On Sept. 8, 1993, the London rock band Suede took home the Mercury Music Prize, Britain and Ireland's "album of the year" award, for its self-titled debut. It capped a historic year for lead singer Brett Anderson and his bandmates, who in March had set a record for fastest-selling debut album in U.K. history. But the evening marked the beginning of something even bigger.

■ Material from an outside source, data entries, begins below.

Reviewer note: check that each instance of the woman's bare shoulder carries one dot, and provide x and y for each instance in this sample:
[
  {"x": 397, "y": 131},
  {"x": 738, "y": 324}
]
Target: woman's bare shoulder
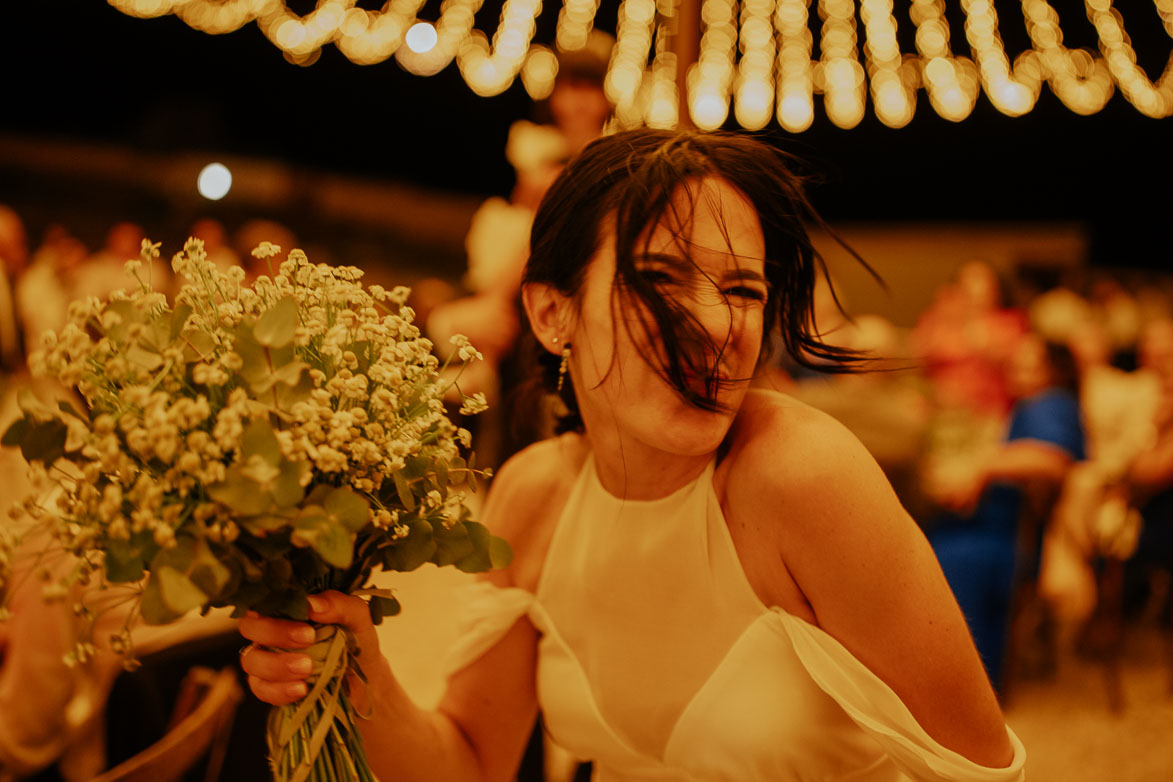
[{"x": 526, "y": 498}]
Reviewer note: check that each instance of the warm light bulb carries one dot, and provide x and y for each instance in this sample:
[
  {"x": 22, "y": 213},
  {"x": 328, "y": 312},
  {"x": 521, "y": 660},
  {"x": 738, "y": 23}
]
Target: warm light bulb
[
  {"x": 215, "y": 181},
  {"x": 421, "y": 38}
]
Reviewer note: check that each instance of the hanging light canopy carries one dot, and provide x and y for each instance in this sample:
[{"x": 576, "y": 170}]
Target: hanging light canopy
[{"x": 751, "y": 55}]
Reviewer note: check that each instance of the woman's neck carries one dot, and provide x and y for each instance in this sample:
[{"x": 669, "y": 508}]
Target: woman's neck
[{"x": 635, "y": 470}]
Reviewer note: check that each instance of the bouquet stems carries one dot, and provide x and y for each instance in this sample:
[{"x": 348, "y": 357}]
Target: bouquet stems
[{"x": 316, "y": 739}]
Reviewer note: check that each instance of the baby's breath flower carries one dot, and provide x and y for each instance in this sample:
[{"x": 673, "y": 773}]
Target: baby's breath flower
[
  {"x": 266, "y": 250},
  {"x": 474, "y": 403}
]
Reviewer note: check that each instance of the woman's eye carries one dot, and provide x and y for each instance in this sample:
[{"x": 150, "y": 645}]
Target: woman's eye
[
  {"x": 655, "y": 276},
  {"x": 745, "y": 292}
]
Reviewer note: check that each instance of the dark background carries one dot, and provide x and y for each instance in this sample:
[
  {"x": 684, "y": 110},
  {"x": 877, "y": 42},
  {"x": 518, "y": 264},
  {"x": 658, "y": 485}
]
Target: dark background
[{"x": 83, "y": 70}]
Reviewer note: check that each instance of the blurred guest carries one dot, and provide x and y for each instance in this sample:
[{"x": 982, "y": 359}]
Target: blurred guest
[
  {"x": 216, "y": 245},
  {"x": 1093, "y": 516},
  {"x": 963, "y": 341},
  {"x": 104, "y": 271},
  {"x": 1151, "y": 480},
  {"x": 252, "y": 233},
  {"x": 13, "y": 260},
  {"x": 43, "y": 291},
  {"x": 977, "y": 539},
  {"x": 497, "y": 240}
]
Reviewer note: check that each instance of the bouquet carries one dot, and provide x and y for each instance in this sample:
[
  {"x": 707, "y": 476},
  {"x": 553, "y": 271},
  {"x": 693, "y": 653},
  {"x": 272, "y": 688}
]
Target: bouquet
[{"x": 246, "y": 447}]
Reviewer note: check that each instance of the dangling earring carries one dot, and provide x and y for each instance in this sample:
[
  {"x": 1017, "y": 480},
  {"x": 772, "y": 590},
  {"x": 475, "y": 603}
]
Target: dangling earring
[{"x": 564, "y": 366}]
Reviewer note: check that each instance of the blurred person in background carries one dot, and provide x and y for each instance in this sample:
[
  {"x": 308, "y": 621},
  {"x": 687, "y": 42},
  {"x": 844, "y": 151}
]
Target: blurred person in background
[
  {"x": 104, "y": 271},
  {"x": 13, "y": 262},
  {"x": 1094, "y": 517},
  {"x": 497, "y": 240},
  {"x": 45, "y": 290},
  {"x": 216, "y": 244},
  {"x": 250, "y": 235},
  {"x": 977, "y": 539},
  {"x": 963, "y": 341},
  {"x": 1151, "y": 482}
]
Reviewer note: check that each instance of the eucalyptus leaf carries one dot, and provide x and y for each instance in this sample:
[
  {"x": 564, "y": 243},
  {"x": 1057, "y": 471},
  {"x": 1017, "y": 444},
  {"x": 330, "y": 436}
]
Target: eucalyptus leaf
[
  {"x": 45, "y": 441},
  {"x": 453, "y": 544},
  {"x": 262, "y": 524},
  {"x": 123, "y": 562},
  {"x": 276, "y": 327},
  {"x": 477, "y": 559},
  {"x": 15, "y": 433},
  {"x": 348, "y": 509},
  {"x": 404, "y": 490},
  {"x": 287, "y": 489},
  {"x": 180, "y": 593},
  {"x": 412, "y": 551},
  {"x": 153, "y": 609},
  {"x": 142, "y": 358},
  {"x": 239, "y": 494}
]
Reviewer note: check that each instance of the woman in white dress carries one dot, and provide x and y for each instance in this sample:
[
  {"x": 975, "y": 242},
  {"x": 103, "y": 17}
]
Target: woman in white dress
[{"x": 710, "y": 583}]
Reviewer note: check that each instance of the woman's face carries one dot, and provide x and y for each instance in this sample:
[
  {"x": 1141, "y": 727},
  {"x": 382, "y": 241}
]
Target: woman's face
[{"x": 707, "y": 257}]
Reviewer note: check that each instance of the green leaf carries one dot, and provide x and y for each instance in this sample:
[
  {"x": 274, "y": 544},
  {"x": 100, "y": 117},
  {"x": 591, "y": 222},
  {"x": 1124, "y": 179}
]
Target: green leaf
[
  {"x": 381, "y": 607},
  {"x": 262, "y": 524},
  {"x": 453, "y": 544},
  {"x": 477, "y": 561},
  {"x": 45, "y": 441},
  {"x": 123, "y": 562},
  {"x": 15, "y": 433},
  {"x": 412, "y": 551},
  {"x": 417, "y": 467},
  {"x": 32, "y": 405},
  {"x": 66, "y": 407},
  {"x": 208, "y": 572},
  {"x": 276, "y": 327},
  {"x": 180, "y": 593},
  {"x": 197, "y": 345},
  {"x": 347, "y": 509},
  {"x": 239, "y": 494},
  {"x": 405, "y": 491},
  {"x": 287, "y": 489},
  {"x": 260, "y": 440},
  {"x": 334, "y": 545},
  {"x": 153, "y": 609}
]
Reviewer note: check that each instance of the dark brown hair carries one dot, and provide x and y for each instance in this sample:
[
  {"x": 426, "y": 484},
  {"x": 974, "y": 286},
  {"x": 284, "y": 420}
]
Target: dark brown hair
[{"x": 631, "y": 177}]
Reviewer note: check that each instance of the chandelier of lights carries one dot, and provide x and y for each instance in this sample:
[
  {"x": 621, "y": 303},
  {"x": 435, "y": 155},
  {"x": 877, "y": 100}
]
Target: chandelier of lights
[{"x": 753, "y": 54}]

After years of American grunge music riding roughshod over the British charts, Suede's success finally gave the U.K. music press a reason to flaunt the Union Jack again. Anderson was a natural-born pop star, just like his idol David Bowie, and Suede guitarist Bernard Butler was already being compared to the incomparable Johnny Marr. Magazines like NME and Melody Maker seized the moment and stoked the public's nationalistic pride. Men and women who grew up on Beatles, Kinks and Who songs were ready for their own golden era of British pop — or, perhaps more accurately, their rebuke to grunge — and record labels were more than happy to oblige.
They called it Britpop, a nebulous black hole of a genre that absorbed any British accent with a guitar from 1993 through 1997. Fledgling acts with two decent songs and the appropriate look were snatched up by major labels. Music weeklies waged a constant battle to unearth the next Suede or Blur or Oasis. Radio playlists tossed aside self-loathing grunge acts and embraced unbridled ambition. Teenagers forked over 10 quid for CD singles. Every lead singer wanted to be a star, and no one was above a few la la la's. (OK, so maybe Thom Yorke resisted.)

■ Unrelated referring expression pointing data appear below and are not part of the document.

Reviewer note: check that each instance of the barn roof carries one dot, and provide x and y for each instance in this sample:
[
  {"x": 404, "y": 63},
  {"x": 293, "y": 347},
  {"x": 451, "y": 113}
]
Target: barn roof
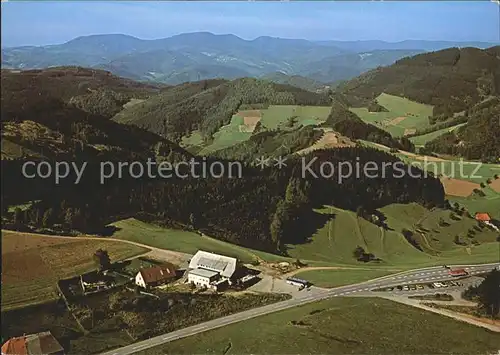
[{"x": 224, "y": 265}]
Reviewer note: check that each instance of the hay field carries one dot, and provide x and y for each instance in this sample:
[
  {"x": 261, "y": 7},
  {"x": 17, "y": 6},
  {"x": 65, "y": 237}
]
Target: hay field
[{"x": 32, "y": 264}]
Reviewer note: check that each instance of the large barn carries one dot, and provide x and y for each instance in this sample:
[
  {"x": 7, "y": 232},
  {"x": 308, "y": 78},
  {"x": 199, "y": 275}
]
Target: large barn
[{"x": 211, "y": 270}]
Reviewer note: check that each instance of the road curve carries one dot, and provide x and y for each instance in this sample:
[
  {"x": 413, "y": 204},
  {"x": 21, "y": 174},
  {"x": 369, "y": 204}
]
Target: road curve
[{"x": 431, "y": 274}]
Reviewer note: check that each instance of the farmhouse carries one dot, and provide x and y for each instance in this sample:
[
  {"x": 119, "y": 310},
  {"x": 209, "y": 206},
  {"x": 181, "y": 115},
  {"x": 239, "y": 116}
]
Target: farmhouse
[
  {"x": 36, "y": 344},
  {"x": 211, "y": 270},
  {"x": 155, "y": 275}
]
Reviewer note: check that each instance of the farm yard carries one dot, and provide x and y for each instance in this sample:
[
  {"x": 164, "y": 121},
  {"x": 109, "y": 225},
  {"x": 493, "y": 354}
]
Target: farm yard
[
  {"x": 456, "y": 187},
  {"x": 277, "y": 116},
  {"x": 340, "y": 326},
  {"x": 403, "y": 115},
  {"x": 32, "y": 264}
]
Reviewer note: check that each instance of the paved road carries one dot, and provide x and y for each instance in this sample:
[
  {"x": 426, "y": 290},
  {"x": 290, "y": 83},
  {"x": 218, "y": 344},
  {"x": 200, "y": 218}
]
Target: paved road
[{"x": 422, "y": 275}]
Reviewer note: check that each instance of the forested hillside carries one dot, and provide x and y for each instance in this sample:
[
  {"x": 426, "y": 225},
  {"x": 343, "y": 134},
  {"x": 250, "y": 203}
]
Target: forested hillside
[
  {"x": 213, "y": 107},
  {"x": 257, "y": 210},
  {"x": 478, "y": 139},
  {"x": 451, "y": 79}
]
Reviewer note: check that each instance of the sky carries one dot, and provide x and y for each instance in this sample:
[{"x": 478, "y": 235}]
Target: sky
[{"x": 42, "y": 23}]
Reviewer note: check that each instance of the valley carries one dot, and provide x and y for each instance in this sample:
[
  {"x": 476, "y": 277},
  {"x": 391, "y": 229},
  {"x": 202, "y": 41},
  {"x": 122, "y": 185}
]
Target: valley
[{"x": 332, "y": 194}]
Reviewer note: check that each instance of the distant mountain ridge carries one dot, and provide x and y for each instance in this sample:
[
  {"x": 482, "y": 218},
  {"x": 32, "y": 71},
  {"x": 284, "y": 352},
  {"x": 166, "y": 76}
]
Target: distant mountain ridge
[{"x": 203, "y": 55}]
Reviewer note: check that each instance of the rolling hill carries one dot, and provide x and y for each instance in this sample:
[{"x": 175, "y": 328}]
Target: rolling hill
[
  {"x": 212, "y": 108},
  {"x": 451, "y": 79}
]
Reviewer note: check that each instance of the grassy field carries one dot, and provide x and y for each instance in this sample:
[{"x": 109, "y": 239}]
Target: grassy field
[
  {"x": 341, "y": 326},
  {"x": 31, "y": 265},
  {"x": 338, "y": 277},
  {"x": 420, "y": 141},
  {"x": 227, "y": 136},
  {"x": 276, "y": 116},
  {"x": 183, "y": 241},
  {"x": 415, "y": 115},
  {"x": 455, "y": 168}
]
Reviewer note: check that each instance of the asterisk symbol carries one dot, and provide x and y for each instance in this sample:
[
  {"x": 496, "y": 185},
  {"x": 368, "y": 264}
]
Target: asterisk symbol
[
  {"x": 263, "y": 162},
  {"x": 280, "y": 162}
]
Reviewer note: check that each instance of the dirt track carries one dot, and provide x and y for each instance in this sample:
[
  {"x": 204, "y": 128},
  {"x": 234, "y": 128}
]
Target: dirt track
[{"x": 154, "y": 253}]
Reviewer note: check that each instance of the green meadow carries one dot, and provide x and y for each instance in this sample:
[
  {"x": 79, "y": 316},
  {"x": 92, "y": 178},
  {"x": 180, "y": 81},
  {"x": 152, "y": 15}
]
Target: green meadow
[{"x": 276, "y": 116}]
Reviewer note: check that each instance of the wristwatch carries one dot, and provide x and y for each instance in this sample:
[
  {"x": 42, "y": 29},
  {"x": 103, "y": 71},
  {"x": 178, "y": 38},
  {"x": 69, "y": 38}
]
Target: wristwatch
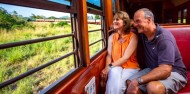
[
  {"x": 110, "y": 65},
  {"x": 140, "y": 81}
]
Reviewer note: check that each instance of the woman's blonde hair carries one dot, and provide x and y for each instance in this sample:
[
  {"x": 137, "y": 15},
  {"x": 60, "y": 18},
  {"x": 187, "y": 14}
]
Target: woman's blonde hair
[{"x": 126, "y": 20}]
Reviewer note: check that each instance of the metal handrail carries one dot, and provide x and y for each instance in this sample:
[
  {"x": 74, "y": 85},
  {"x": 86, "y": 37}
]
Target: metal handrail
[{"x": 14, "y": 44}]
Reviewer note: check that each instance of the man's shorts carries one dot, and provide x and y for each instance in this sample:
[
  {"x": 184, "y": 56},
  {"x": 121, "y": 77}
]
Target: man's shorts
[{"x": 173, "y": 83}]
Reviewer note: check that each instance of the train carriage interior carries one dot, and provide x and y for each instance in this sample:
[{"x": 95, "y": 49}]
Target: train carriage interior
[{"x": 76, "y": 56}]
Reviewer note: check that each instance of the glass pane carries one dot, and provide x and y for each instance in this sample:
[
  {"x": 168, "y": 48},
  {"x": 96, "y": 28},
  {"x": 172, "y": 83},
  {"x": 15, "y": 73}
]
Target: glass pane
[
  {"x": 94, "y": 3},
  {"x": 95, "y": 48},
  {"x": 65, "y": 2},
  {"x": 184, "y": 15},
  {"x": 179, "y": 16},
  {"x": 94, "y": 23},
  {"x": 18, "y": 60},
  {"x": 113, "y": 6},
  {"x": 23, "y": 23}
]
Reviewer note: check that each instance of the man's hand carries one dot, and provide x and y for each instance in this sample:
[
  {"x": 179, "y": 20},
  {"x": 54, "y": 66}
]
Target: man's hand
[
  {"x": 104, "y": 76},
  {"x": 133, "y": 87}
]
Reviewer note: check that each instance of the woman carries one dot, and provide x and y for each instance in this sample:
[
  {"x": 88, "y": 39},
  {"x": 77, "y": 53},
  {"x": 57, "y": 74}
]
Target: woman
[{"x": 121, "y": 61}]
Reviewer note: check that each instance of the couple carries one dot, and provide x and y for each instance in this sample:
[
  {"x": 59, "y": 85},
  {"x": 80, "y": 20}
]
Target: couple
[{"x": 165, "y": 72}]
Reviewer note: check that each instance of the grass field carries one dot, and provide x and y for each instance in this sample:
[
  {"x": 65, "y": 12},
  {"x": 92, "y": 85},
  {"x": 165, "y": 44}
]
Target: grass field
[{"x": 17, "y": 60}]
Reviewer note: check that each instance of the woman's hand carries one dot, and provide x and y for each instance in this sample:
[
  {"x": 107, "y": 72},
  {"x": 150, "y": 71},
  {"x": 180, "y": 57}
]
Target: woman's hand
[{"x": 133, "y": 87}]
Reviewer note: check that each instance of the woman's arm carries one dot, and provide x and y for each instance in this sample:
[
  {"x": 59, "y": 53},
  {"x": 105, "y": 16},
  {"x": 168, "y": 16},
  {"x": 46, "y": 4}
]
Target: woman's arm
[{"x": 128, "y": 52}]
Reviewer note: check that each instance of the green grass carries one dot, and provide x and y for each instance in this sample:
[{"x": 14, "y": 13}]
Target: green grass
[{"x": 18, "y": 60}]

Over time, Britpop's canon crystallized. A handful of elite bands (Suede, Blur, Oasis, Pulp, Elastica) transcended the tag, which lost some of its luster after Oasis released the bloated Be Here Now in 1997. Many of the musicians who climbed the charts in the mid-'90s are now essentially unknown to anyone under the age of 30. Some might argue that that's a good thing, a karmic correction that separated worthy artists from flavors of the month.

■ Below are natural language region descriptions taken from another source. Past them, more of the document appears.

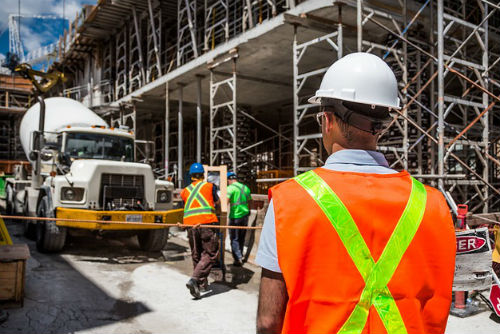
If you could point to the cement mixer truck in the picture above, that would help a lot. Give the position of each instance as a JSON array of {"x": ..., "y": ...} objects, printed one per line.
[{"x": 84, "y": 169}]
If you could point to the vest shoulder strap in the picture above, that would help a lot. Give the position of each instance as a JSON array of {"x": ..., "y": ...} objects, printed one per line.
[{"x": 375, "y": 274}]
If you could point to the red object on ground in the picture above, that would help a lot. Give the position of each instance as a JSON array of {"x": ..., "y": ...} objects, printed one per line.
[
  {"x": 462, "y": 210},
  {"x": 495, "y": 298},
  {"x": 460, "y": 299}
]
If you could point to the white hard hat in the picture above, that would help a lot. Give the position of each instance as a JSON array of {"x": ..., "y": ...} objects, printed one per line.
[{"x": 361, "y": 78}]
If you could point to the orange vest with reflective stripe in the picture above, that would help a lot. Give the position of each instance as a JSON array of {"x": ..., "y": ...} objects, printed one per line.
[
  {"x": 199, "y": 206},
  {"x": 322, "y": 281}
]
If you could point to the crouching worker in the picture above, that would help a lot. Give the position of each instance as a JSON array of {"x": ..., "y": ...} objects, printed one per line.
[{"x": 200, "y": 199}]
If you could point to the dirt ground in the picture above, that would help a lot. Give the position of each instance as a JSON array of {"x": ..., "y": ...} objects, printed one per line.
[{"x": 108, "y": 285}]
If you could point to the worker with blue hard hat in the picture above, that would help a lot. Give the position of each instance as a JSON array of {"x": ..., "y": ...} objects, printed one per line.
[
  {"x": 200, "y": 200},
  {"x": 238, "y": 195}
]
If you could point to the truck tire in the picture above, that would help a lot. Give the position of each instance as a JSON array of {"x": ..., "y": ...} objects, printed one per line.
[
  {"x": 49, "y": 237},
  {"x": 29, "y": 228},
  {"x": 9, "y": 200},
  {"x": 153, "y": 240}
]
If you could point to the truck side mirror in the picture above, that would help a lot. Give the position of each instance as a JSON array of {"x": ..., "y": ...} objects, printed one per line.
[
  {"x": 64, "y": 158},
  {"x": 33, "y": 155},
  {"x": 46, "y": 154}
]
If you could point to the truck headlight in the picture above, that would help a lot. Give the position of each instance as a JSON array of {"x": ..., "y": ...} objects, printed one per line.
[
  {"x": 163, "y": 196},
  {"x": 72, "y": 194}
]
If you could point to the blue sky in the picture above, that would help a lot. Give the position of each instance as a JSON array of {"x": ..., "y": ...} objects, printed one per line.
[{"x": 37, "y": 32}]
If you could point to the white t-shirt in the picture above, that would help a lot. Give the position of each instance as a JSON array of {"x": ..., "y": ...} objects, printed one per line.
[{"x": 358, "y": 161}]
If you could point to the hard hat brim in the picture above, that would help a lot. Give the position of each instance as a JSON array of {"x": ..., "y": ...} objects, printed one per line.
[{"x": 316, "y": 99}]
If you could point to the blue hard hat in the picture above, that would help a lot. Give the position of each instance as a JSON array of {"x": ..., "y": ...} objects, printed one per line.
[{"x": 196, "y": 168}]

Our take? Don't look back in anger. The Britpop era may not have birthed a hundred great bands, but it certainly resulted in hundreds of great songs. For fans of classic songwriting and guitar hooks — not to mention terrible music videos — we haven't seen anything of Britpop's magnitude since. And, thanks to the Internet and its splintered culture, we may not see it again.
For this pop-up NPR Music Radio channel, we compiled more than 500 songs from Britpop's heyday — from Suede's "The Drowners" to Oasis' "D'You Know What I Mean" and many good songs in between — and spoke with more than a dozen musicians who witnessed music history firsthand. You'll hear their short stories and recollections sprinkled throughout the mix. And just like "Wonderwall," they never get old.